The main operations in October were further west.  While Lincoln and McClellan were meeting on the 3rd, approximately 22,000 Confederates under General Earl Van Dorn attacked the important northern Mississippi railroad town of Corinth. Major General William Rosecrans’ Federals had fortified the town with extensive lines of defensive works, and met the attack at the outer line of fortifications north and northwest of the town. Van Dorn pushed the Union forces back to their inner line of works before ceasing operations at sunset.

Van Dorn resumed the attack on the 4th.  Rosecrans had regrouped during the night and was ready.  The Confederates were initially successful, overrunning Battery Powell on the union right. Fighting was also extensive at Battery Robinette in the Union center, with the two sides engaging in hand to hand combat.  But the Federals held, and Van Dorn was forced to retreat. Rosecrans did not pursue Van Dorn until the next day. Although Van Dorn engaged a Union force under Major General E.O.C. Ord at the Battle of Davis Bridge on the 4th, his army was able to escape destruction.

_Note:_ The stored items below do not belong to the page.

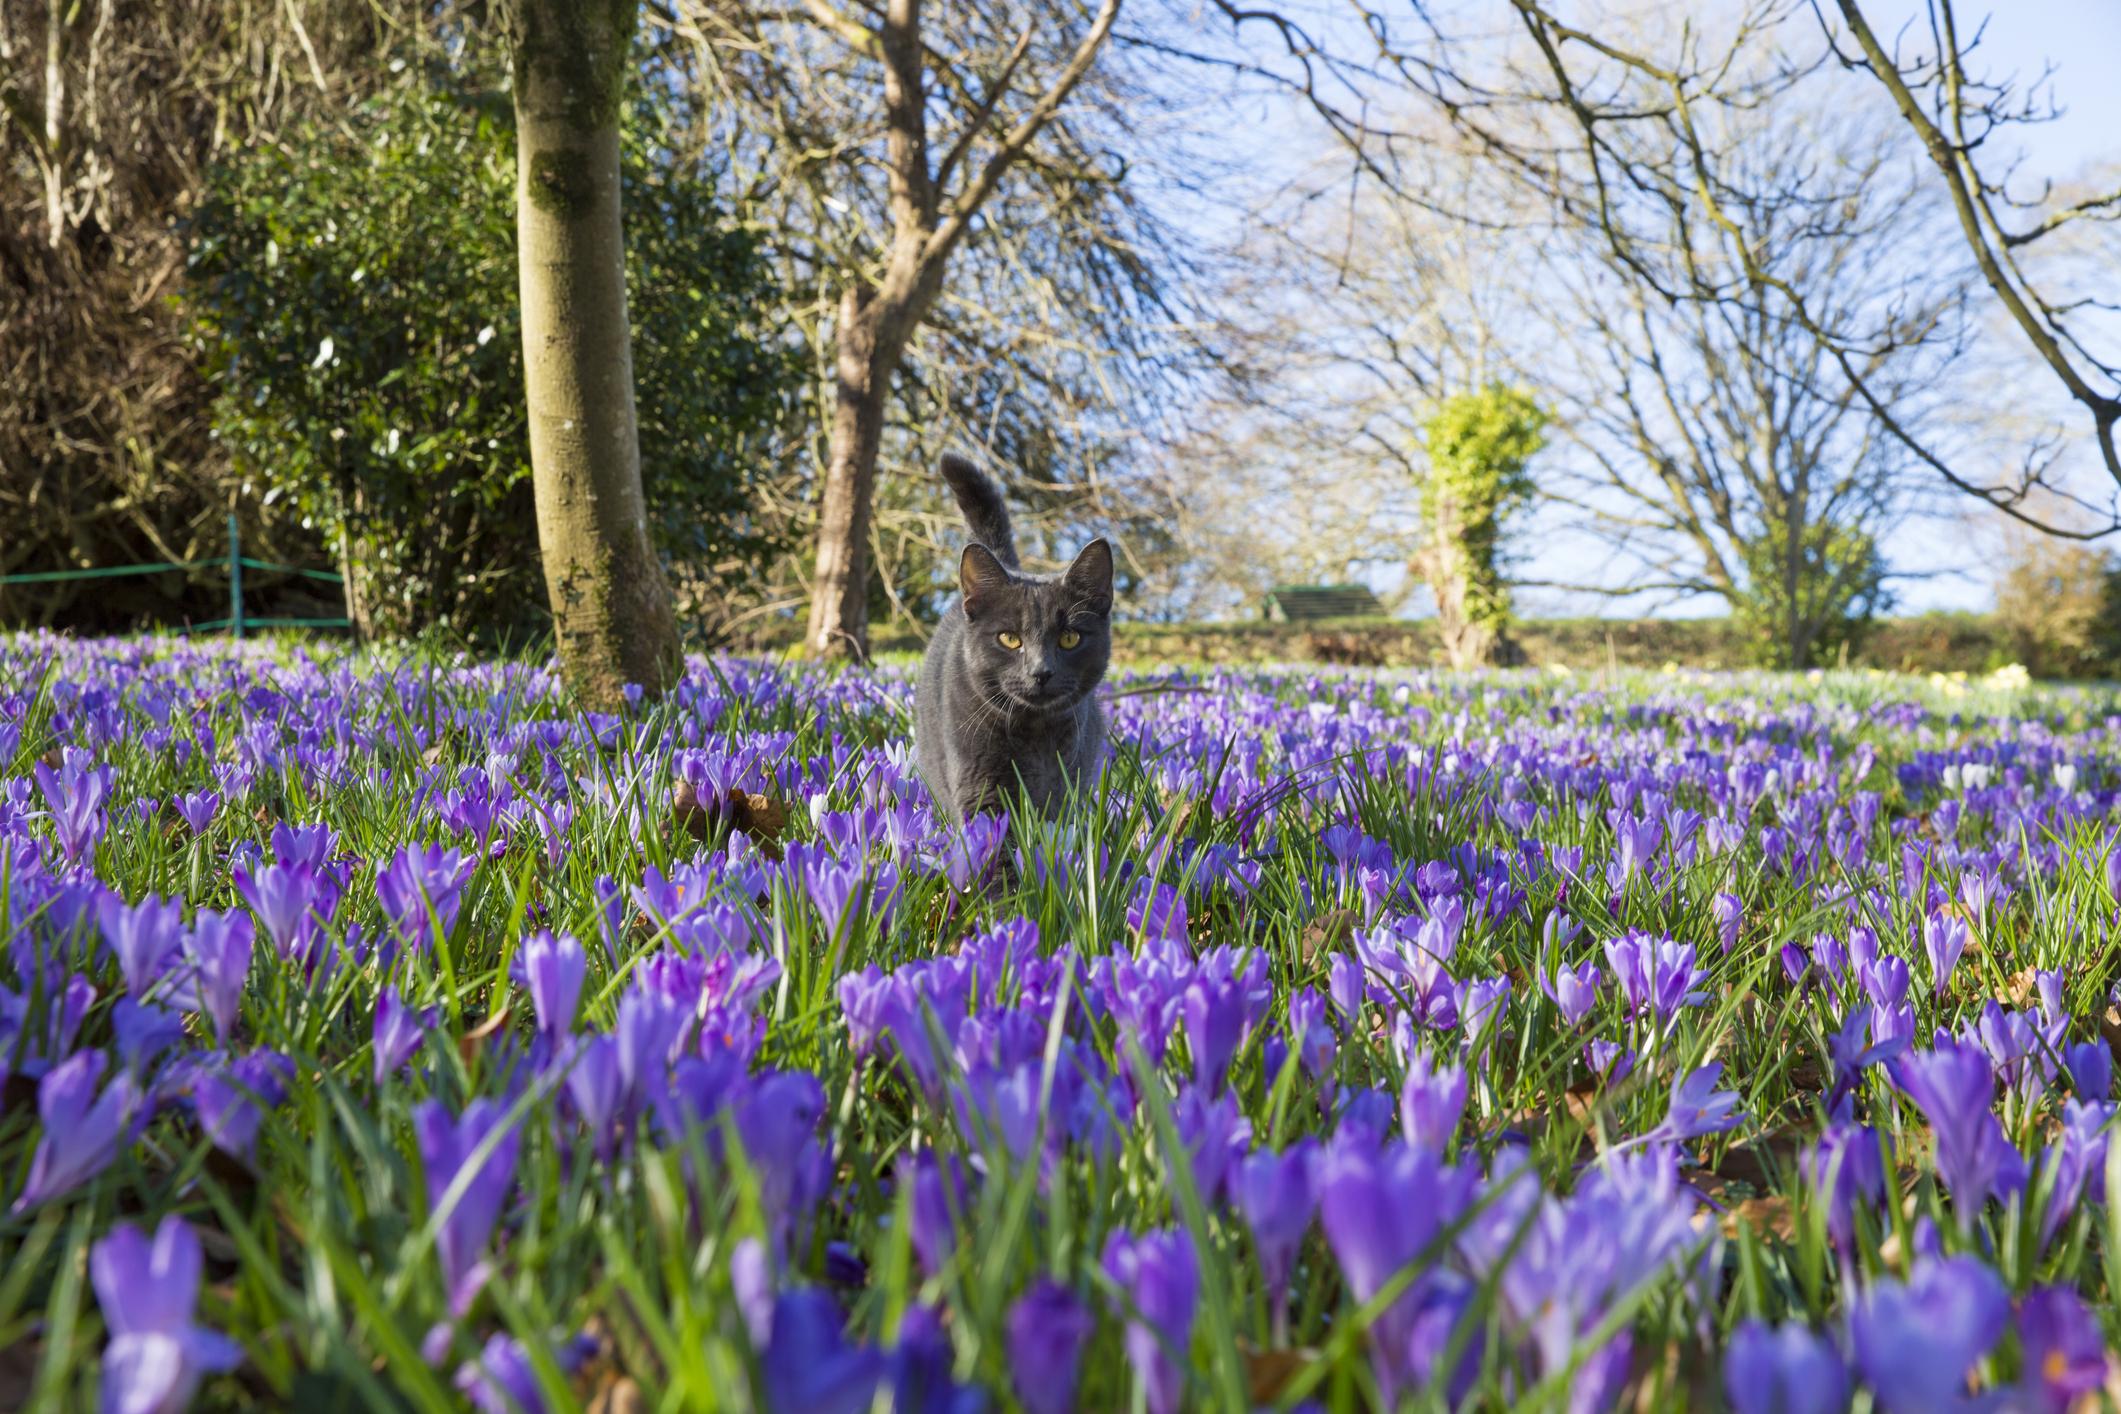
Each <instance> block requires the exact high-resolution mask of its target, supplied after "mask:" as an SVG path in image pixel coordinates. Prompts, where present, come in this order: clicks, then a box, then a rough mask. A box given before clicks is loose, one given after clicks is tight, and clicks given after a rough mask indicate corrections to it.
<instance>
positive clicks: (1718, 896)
mask: <svg viewBox="0 0 2121 1414" xmlns="http://www.w3.org/2000/svg"><path fill="white" fill-rule="evenodd" d="M1710 914H1712V916H1714V918H1716V941H1720V943H1722V950H1724V952H1731V950H1733V948H1737V935H1739V929H1743V926H1746V903H1743V899H1739V897H1737V895H1731V892H1720V895H1716V897H1714V899H1710Z"/></svg>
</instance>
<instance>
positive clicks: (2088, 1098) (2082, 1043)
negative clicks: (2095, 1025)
mask: <svg viewBox="0 0 2121 1414" xmlns="http://www.w3.org/2000/svg"><path fill="white" fill-rule="evenodd" d="M2062 1064H2064V1066H2066V1068H2068V1071H2070V1085H2074V1088H2076V1096H2079V1098H2083V1100H2110V1098H2113V1092H2115V1054H2113V1047H2110V1045H2106V1041H2072V1043H2070V1045H2064V1047H2062Z"/></svg>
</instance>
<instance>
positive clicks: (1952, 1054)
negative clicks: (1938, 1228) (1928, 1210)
mask: <svg viewBox="0 0 2121 1414" xmlns="http://www.w3.org/2000/svg"><path fill="white" fill-rule="evenodd" d="M1892 1075H1894V1079H1896V1081H1898V1083H1900V1090H1905V1092H1907V1096H1909V1098H1911V1100H1913V1102H1915V1104H1917V1107H1920V1109H1922V1113H1924V1115H1926V1117H1928V1121H1930V1130H1932V1132H1934V1134H1936V1177H1939V1179H1943V1181H1945V1187H1947V1189H1949V1191H1951V1198H1953V1202H1958V1204H1960V1210H1962V1215H1964V1219H1966V1221H1973V1215H1975V1210H1979V1206H1981V1204H1983V1202H1985V1200H1987V1198H1989V1196H1992V1194H1994V1196H1998V1198H2000V1196H2006V1194H2011V1191H2015V1189H2017V1187H2019V1185H2021V1183H2023V1179H2026V1160H2023V1157H2021V1155H2019V1153H2017V1149H2013V1147H2011V1141H2009V1138H2006V1136H2004V1132H2002V1124H2000V1121H1998V1119H1996V1111H1994V1109H1992V1104H1994V1102H1996V1073H1994V1071H1992V1068H1989V1060H1987V1056H1983V1054H1981V1047H1979V1045H1964V1043H1958V1041H1951V1039H1939V1043H1936V1049H1930V1051H1911V1054H1907V1056H1903V1058H1900V1060H1896V1062H1894V1064H1892Z"/></svg>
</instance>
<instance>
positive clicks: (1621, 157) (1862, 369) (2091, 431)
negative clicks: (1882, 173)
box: [1215, 0, 2121, 536]
mask: <svg viewBox="0 0 2121 1414" xmlns="http://www.w3.org/2000/svg"><path fill="white" fill-rule="evenodd" d="M1215 8H1217V11H1220V13H1222V15H1224V17H1226V19H1228V21H1230V23H1232V25H1234V28H1237V30H1239V32H1247V34H1264V36H1266V38H1268V42H1270V45H1273V47H1275V49H1277V53H1279V57H1275V59H1266V57H1254V59H1251V61H1249V64H1247V68H1249V70H1251V72H1256V74H1258V76H1262V78H1266V81H1270V83H1279V85H1283V87H1290V89H1296V91H1298V93H1302V95H1304V98H1307V100H1309V102H1311V104H1313V108H1315V110H1317V112H1319V117H1321V119H1324V121H1326V125H1328V129H1330V131H1334V134H1336V136H1338V138H1340V140H1343V142H1345V146H1347V151H1349V153H1351V155H1353V163H1351V172H1353V174H1357V178H1360V180H1372V182H1381V184H1387V187H1393V189H1398V191H1400V193H1402V195H1404V197H1406V199H1413V201H1432V204H1434V201H1436V199H1438V197H1436V195H1434V193H1427V191H1423V189H1421V187H1419V182H1408V180H1406V176H1408V165H1406V163H1408V157H1410V155H1413V153H1415V151H1417V134H1415V131H1413V129H1406V127H1393V125H1389V123H1379V121H1372V114H1374V112H1406V110H1408V104H1406V100H1408V98H1413V100H1419V102H1421V104H1423V106H1425V110H1427V112H1432V114H1440V117H1444V119H1447V121H1449V123H1451V125H1453V127H1455V129H1457V131H1459V134H1461V136H1463V140H1466V142H1470V144H1472V146H1476V148H1478V151H1480V153H1483V155H1485V157H1487V159H1489V161H1491V163H1493V165H1495V170H1497V172H1508V174H1510V176H1512V178H1514V180H1519V182H1523V184H1525V187H1527V189H1529V191H1536V193H1538V195H1540V197H1542V199H1544V201H1550V204H1553V206H1555V210H1557V212H1563V214H1567V218H1570V220H1578V223H1589V225H1593V227H1595V229H1597V231H1599V233H1601V237H1603V242H1606V246H1608V250H1610V257H1612V261H1614V265H1616V267H1618V269H1623V271H1625V273H1627V278H1631V280H1635V282H1637V284H1640V286H1642V290H1644V297H1646V299H1652V301H1661V303H1667V305H1688V303H1735V305H1743V303H1748V301H1752V303H1758V301H1760V299H1763V290H1765V293H1771V295H1773V297H1775V299H1777V301H1780V305H1782V316H1786V318H1788V320H1792V324H1794V326H1796V329H1799V331H1803V333H1805V335H1807V337H1811V339H1813V341H1816V343H1818V346H1820V350H1822V354H1824V358H1826V360H1828V367H1830V369H1833V371H1835V373H1837V375H1839V377H1841V379H1843V382H1845V384H1847V386H1850V388H1852V390H1854V405H1856V407H1858V409H1860V411H1862V416H1864V418H1869V420H1873V422H1875V426H1877V432H1879V435H1881V437H1888V439H1892V441H1896V443H1898V445H1900V447H1903V449H1905V452H1907V454H1909V456H1911V458H1913V460H1915V462H1917V464H1922V466H1926V469H1928V471H1932V473H1936V475H1939V477H1943V481H1945V483H1949V485H1953V488H1958V490H1960V492H1966V494H1970V496H1975V498H1979V500H1983V502H1987V505H1989V507H1996V509H1998V511H2002V513H2006V515H2013V517H2017V519H2021V522H2028V524H2034V526H2038V528H2043V530H2049V532H2051V534H2066V536H2087V534H2106V532H2113V530H2115V528H2121V500H2117V498H2115V496H2106V498H2104V502H2102V505H2087V502H2085V500H2083V498H2081V496H2079V494H2074V492H2072V490H2070V488H2068V485H2066V483H2064V481H2062V479H2059V477H2057V475H2055V471H2057V466H2055V454H2053V441H2049V439H2043V441H2038V443H2034V445H2032V447H2030V449H2028V452H2023V456H2021V458H2019V460H2017V464H2015V469H2011V471H2009V473H2006V475H1992V473H1989V471H1977V469H1973V466H1966V464H1962V462H1960V460H1958V458H1956V456H1953V452H1951V447H1945V445H1939V443H1936V441H1932V439H1930V437H1926V435H1924V430H1922V428H1915V426H1909V424H1907V422H1903V418H1900V409H1898V407H1896V405H1894V399H1892V396H1890V394H1892V390H1890V388H1886V386H1879V384H1875V382H1873V373H1875V369H1873V358H1875V352H1877V350H1875V348H1871V346H1864V343H1860V341H1852V339H1850V337H1847V335H1845V331H1841V329H1837V326H1835V324H1833V320H1830V318H1822V312H1818V310H1813V307H1811V303H1807V299H1805V297H1803V293H1801V290H1794V288H1788V286H1786V284H1784V282H1782V280H1780V276H1775V271H1773V269H1769V267H1767V265H1763V263H1758V261H1748V259H1741V261H1739V263H1737V267H1724V269H1714V271H1705V269H1701V267H1697V265H1693V263H1690V261H1688V259H1686V252H1688V250H1695V248H1699V246H1701V240H1699V235H1697V231H1703V229H1707V231H1720V233H1722V237H1726V242H1729V246H1731V248H1733V250H1735V252H1741V254H1748V252H1758V250H1765V246H1763V242H1765V237H1767V233H1765V231H1758V229H1754V227H1752V225H1748V220H1750V218H1752V216H1754V214H1756V212H1758V210H1763V204H1767V206H1771V201H1769V197H1771V195H1773V193H1765V191H1754V189H1748V184H1746V182H1748V174H1746V172H1743V170H1741V167H1733V165H1729V163H1726V151H1724V146H1722V144H1720V140H1718V129H1720V127H1722V125H1724V123H1726V119H1729V117H1731V114H1739V112H1746V110H1754V108H1760V106H1763V104H1767V102H1771V100H1773V98H1775V95H1777V93H1786V91H1790V89H1794V87H1799V85H1820V83H1822V81H1826V78H1830V76H1833V74H1837V72H1847V74H1856V76H1860V78H1864V81H1869V83H1871V85H1875V91H1877V93H1881V95H1883V98H1886V100H1890V106H1892V112H1894V114H1896V119H1898V121H1900V123H1903V125H1905V127H1907V129H1909V131H1911V134H1913V136H1915V138H1917V140H1920V144H1922V153H1924V157H1926V161H1928V165H1930V170H1932V172H1934V180H1936V182H1939V184H1941V191H1943V193H1945V195H1947V199H1949V204H1951V212H1953V225H1956V231H1958V242H1956V246H1958V248H1960V254H1964V257H1966V259H1968V261H1970V263H1973V265H1975V269H1977V271H1979V278H1981V282H1983V284H1985V288H1987V290H1989V295H1992V299H1994V301H1996V305H1998V307H2000V310H2002V312H2004V316H2006V324H2009V326H2011V331H2013V333H2015V335H2017V337H2019V339H2021V343H2023V348H2028V350H2030V352H2032V354H2034V356H2036V358H2038V363H2040V365H2043V367H2045V369H2047V373H2049V375H2051V377H2053V379H2055V386H2057V388H2059V390H2062V392H2064V394H2066V396H2068V399H2070V401H2072V403H2074V405H2076V409H2079V411H2081V413H2083V416H2085V420H2087V422H2089V430H2091V441H2093V445H2096V449H2098V458H2100V464H2102V466H2104V469H2106V473H2108V475H2110V477H2113V479H2115V481H2117V483H2121V454H2117V445H2115V422H2117V420H2121V365H2117V360H2115V356H2113V354H2108V352H2102V350H2100V348H2098V346H2096V335H2093V333H2089V331H2091V329H2093V326H2096V322H2098V320H2100V318H2102V316H2104V314H2106V312H2108V305H2104V303H2098V301H2093V299H2064V297H2049V295H2045V293H2043V286H2040V284H2038V280H2036V276H2038V271H2036V269H2034V265H2032V263H2030V254H2032V252H2034V248H2036V246H2038V244H2040V242H2045V240H2049V237H2051V235H2053V233H2055V231H2062V229H2070V227H2079V229H2081V227H2085V225H2089V223H2110V220H2113V218H2115V216H2117V214H2121V193H2089V195H2083V197H2066V199H2053V195H2051V193H2047V191H2032V193H2019V191H2013V187H2011V176H2013V174H2011V170H2006V167H2002V165H1998V163H2004V161H2006V159H2004V157H2002V155H2000V153H2002V151H2004V148H2006V144H2004V142H2002V134H2004V131H2006V129H2011V127H2013V125H2019V123H2030V121H2040V119H2043V117H2047V112H2049V110H2047V104H2045V102H2043V100H2040V91H2038V85H2032V87H2023V85H2017V83H2013V81H2006V78H1985V76H1979V74H1977V72H1975V68H1973V57H1975V51H1977V47H1979V30H1968V25H1964V23H1962V19H1960V11H1958V6H1956V2H1953V0H1926V11H1924V15H1926V25H1917V34H1920V36H1922V38H1926V42H1913V45H1900V42H1898V40H1896V42H1894V45H1886V42H1883V40H1881V38H1879V34H1877V25H1875V23H1873V17H1871V13H1869V11H1866V4H1864V0H1833V4H1826V0H1746V4H1743V6H1739V8H1737V11H1735V13H1733V15H1731V17H1729V19H1726V21H1724V23H1714V25H1712V23H1701V21H1697V19H1693V17H1686V15H1682V17H1680V19H1678V23H1673V19H1671V15H1669V13H1667V15H1665V17H1663V21H1661V23H1657V25H1627V23H1625V21H1620V19H1612V17H1610V15H1608V17H1601V19H1599V21H1595V25H1591V23H1589V21H1587V23H1584V25H1578V23H1570V21H1567V19H1565V17H1563V11H1561V6H1557V4H1553V2H1548V0H1508V11H1506V13H1508V15H1510V17H1512V19H1514V25H1517V30H1519V36H1521V40H1523V45H1521V47H1519V49H1517V51H1514V55H1512V61H1504V64H1495V61H1493V59H1491V47H1483V45H1474V42H1468V40H1466V38H1459V36H1453V34H1451V32H1449V30H1447V25H1444V23H1442V21H1440V17H1438V13H1434V11H1432V8H1430V6H1427V4H1423V0H1410V4H1408V6H1406V8H1404V11H1398V8H1385V6H1374V4H1364V2H1357V6H1355V8H1357V17H1360V25H1357V28H1355V30H1357V34H1360V45H1351V42H1347V38H1345V30H1347V28H1345V25H1326V23H1317V21H1315V19H1313V17H1300V15H1296V11H1294V8H1290V6H1247V4H1241V0H1215ZM1871 8H1875V4H1873V6H1871ZM1497 13H1502V8H1500V4H1497ZM1381 100H1383V102H1381ZM1391 100H1398V102H1391ZM1644 153H1657V157H1654V159H1646V157H1644ZM1459 214H1463V212H1459ZM1673 229H1680V231H1684V233H1686V237H1684V240H1680V242H1673V240H1671V231H1673ZM2108 229H2113V227H2108ZM2057 502H2074V507H2079V509H2089V511H2093V515H2091V519H2089V528H2087V519H2085V517H2083V515H2076V513H2066V515H2055V513H2049V509H2047V507H2053V505H2057Z"/></svg>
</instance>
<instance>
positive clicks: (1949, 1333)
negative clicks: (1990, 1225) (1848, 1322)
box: [1850, 1257, 2011, 1414]
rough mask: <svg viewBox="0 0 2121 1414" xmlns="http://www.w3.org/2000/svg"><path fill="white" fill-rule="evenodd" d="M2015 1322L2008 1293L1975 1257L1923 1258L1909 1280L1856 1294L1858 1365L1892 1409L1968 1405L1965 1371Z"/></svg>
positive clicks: (1869, 1382)
mask: <svg viewBox="0 0 2121 1414" xmlns="http://www.w3.org/2000/svg"><path fill="white" fill-rule="evenodd" d="M2009 1323H2011V1293H2009V1289H2004V1285H2002V1278H2000V1276H1996V1272H1992V1270H1989V1268H1987V1266H1983V1263H1981V1261H1979V1259H1975V1257H1926V1259H1922V1261H1917V1263H1915V1272H1913V1276H1909V1280H1907V1283H1905V1285H1903V1283H1896V1280H1881V1283H1875V1285H1873V1287H1871V1289H1869V1291H1862V1293H1860V1295H1858V1297H1856V1304H1854V1308H1852V1310H1850V1340H1852V1344H1854V1346H1856V1367H1858V1369H1860V1372H1862V1378H1864V1382H1866V1384H1869V1386H1871V1389H1873V1391H1875V1393H1877V1399H1879V1403H1881V1406H1883V1408H1886V1410H1890V1412H1892V1414H1928V1412H1930V1410H1956V1408H1964V1406H1966V1374H1968V1372H1970V1369H1973V1365H1975V1361H1979V1359H1981V1357H1983V1355H1987V1353H1989V1350H1992V1348H1996V1342H1998V1340H2002V1333H2004V1327H2009Z"/></svg>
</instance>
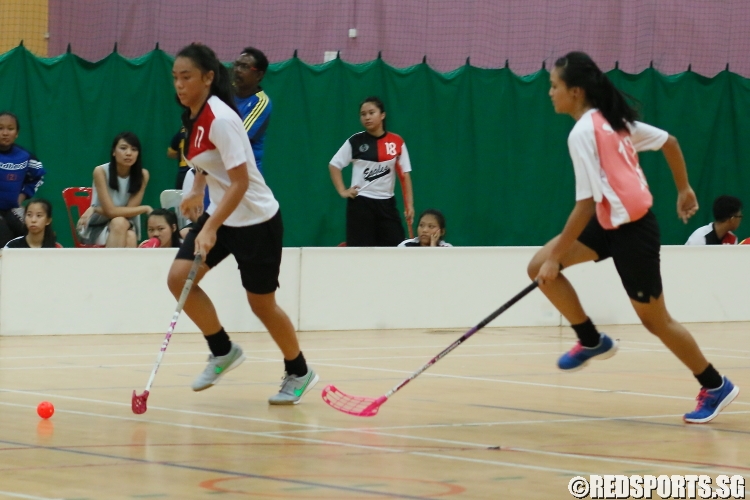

Further north in Kentucky, the Union Army of the Ohio under Major General Don Carlos Buell attacked General Braxton Braggs’ Confederate Army of Mississippi at Perryville on October 8th. The Confederates had invaded Kentucky late in the summer to try to win back the important border state from Union control.  There were attacks and counterattacks, but at the conclusion of the fighting, Bragg was forced to withdraw to Tennessee. The Battle of Perryville cost the north 4200 total casualties, while the south had 3200. It was the largest battle in Kentucky during the war, and ended the Confederate invasion of that state.

After a summer of defeat, Union armies had stopped the invasions of Maryland and Kentucky in September and October. But the Confederate armies hadn’t been destroyed, and complete victory was nowhere in sight as October came to a close.